The flood of soldiers cascaded into the surrounding neighborhoods, igniting panic wherever it ran. Long, slender tails gave the invaders superior balance over the piles of rubble, and their pitched-forward, loping gait was too swift for any to outrun. Shrieks, screams and weapons’ fire were continuous; and all the while, more troop carriers descended from above. The meager human resistance was annihilated, the global infrastructures were smashed.
But then, the terror was over.
As suddenly as they came, the invaders packed into their carriers and ascended. Formations of special planes replaced them, flying low and slow in wide patterns, atomizing a sweet smelling, sweet tasting mist into the air. The few still alive—desperate, starving, dying of radiation and thirst—could not stop themselves from lapping the dew off any surface it touched.
In so doing, they ingested a virus tailor-made for the Human genome.
Thriving amid the squalor, the pestilence ravenously devoured the last pockets of tired, ragged survivors, liquefying their internal organs.
No ambassadors were received or sent. No attempt at communication earned reply, not even the unconditional surrender.
The invasion was never about conquest. It was about extermination.
Forty thousand years of Human development were eliminated in less than two months. And so, with a hacking cough, Earth’s great civilizations died.
* * * * *
Debate carried on for decades among the blue skinned invaders, then centuries, until popular sentiment at last decreed the annihilation of Humanity was a grievous mistake. The reasons, justifications, and provocations simply could not equal the deliberate extinction of a nascent species. Naturally, large segments of the society maintained until the end of their long lives that the pre-emptive extermination prevented an imminent and costly war. It did not matter if they were right. This ancient and splendid race had committed genocide and it weighed heavily on their collective conscience.
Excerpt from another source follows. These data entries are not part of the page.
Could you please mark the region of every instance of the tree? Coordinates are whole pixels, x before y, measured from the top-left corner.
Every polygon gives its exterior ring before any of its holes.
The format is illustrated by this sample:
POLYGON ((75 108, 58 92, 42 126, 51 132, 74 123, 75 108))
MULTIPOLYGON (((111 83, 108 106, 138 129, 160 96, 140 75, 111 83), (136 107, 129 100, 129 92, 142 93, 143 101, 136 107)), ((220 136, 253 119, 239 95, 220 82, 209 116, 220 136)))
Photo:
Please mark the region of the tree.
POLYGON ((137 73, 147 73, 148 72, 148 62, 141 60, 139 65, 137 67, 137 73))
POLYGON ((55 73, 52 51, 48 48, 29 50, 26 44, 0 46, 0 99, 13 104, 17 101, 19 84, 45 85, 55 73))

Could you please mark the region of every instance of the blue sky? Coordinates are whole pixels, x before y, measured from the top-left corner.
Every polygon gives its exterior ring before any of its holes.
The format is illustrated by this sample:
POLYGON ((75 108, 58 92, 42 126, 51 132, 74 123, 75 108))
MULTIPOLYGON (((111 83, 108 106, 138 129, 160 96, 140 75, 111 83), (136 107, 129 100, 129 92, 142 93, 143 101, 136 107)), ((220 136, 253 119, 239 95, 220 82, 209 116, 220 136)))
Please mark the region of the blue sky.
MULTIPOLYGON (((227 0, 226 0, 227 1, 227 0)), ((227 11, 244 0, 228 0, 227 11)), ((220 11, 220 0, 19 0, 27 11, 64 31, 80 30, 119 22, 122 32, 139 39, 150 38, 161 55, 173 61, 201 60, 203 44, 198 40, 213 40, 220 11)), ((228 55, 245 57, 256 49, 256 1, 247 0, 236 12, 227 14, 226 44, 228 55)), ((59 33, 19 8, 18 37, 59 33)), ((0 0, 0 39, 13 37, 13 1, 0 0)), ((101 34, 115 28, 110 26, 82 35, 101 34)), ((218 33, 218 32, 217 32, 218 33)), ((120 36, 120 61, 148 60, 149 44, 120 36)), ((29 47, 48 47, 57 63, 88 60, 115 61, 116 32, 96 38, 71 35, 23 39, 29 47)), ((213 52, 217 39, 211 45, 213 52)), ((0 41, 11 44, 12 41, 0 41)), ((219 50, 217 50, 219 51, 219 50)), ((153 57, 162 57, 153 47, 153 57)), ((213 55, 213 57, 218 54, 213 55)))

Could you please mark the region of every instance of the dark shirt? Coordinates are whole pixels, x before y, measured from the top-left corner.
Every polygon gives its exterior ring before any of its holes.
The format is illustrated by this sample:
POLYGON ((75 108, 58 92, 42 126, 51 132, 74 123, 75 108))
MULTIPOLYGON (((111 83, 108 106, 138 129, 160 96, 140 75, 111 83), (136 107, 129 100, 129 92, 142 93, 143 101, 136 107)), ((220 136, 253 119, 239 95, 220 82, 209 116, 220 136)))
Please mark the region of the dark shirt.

Time rolled on and memory of that crime had all but faded when the disappearances began. Deep space transports vanished along their routes, with only a burst of static before the void swallowed them whole. For all their technological advancement, none could rationally explain the disappearances, and amid the rumors and suppositions that followed, an arcane term resurfaced with new meaning. Those who spoke publicly of “Da-oma Ka-chi-in” were derided as superstitious or overly pious, but all who heard the term trembled inside, their unpunished guilt of massacring an entire people awakened by an ancient religious phrase meaning, “Ravenous, Angry Ghosts.”